A veces pierdo mis sentidos y me confío al instinto como
única arma para mantenerme en el filo de la cuerda en que se ha convertido mi
vida. Un equilibrio constante e inconsciente, continuo y largo.
Mis torpes manos van tocando sin tacto cualquier cosa con la
que me encuentro en el camino. Alargo
mis brazos más allá de los límites de la cuerda y no soy capaz de
identificar nada de lo que mis dedos tocan. Solo nubes parecen envolverme. Mis
vestidos de seda me enrojecen la piel y los tengo que arrojar al abismo para
proseguir mi camino desnuda.
Si pudiera ver claramente, vería ese final de la cuerda que
se me antoja infinito, pero mis ojos se nublan y mi vista solo alcanza unos
cuantos pasos más allá de mi cuerpo.

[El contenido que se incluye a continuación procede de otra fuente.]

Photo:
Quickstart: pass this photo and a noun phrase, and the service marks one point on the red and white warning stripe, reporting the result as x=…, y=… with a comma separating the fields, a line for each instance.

Mis recuerdos visionan un estado
adolescente en un ser maduro y las experiencias se me esfuman, mis recuerdos no
las pueden retener y parezco casi infantil queriendo aprender.
No encuentro el gusto en lo que me alimenta. La función de mi
paladar se perdió en el recorrido de la cuerda. Olvidé comer concentrada en no
caer. Mi cuerpo se alargó perdiendo sus redondeces y la hora de la comida ya no
está en mi horario, que más que días, parece un sueño del que no consigo
despertar.
Lo olores se entremezclan y no los puedo distinguir. Si
pudiera apreciar los aromas de las cosas que me rodean, quizás me ayudaría a
situarme en el punto de la cuerda en el que me encuentro, pero no consigo
adivinar ni uno siquiera. No percibo ni el olor de la primera leche que me
amamantó, ni el agua que me quitó la sed, ni el vino que me embriagó.
La música!.. Como ansío esa música que si recuerdo que me
hacía sentirme feliz! Este ruidoso silencio que me rodea y en el que habito no
deja pasar los sonidos. Me es imposible identificar si estoy en un bosque, una
playa, una ciudad o flotando en el aire. Pero me mantengo en la fe, porque lo
que si que siento son los latidos de mi corazón
Y a mi corazón atiendo,
esperando el despertar de mis sentidos o de mi sentido.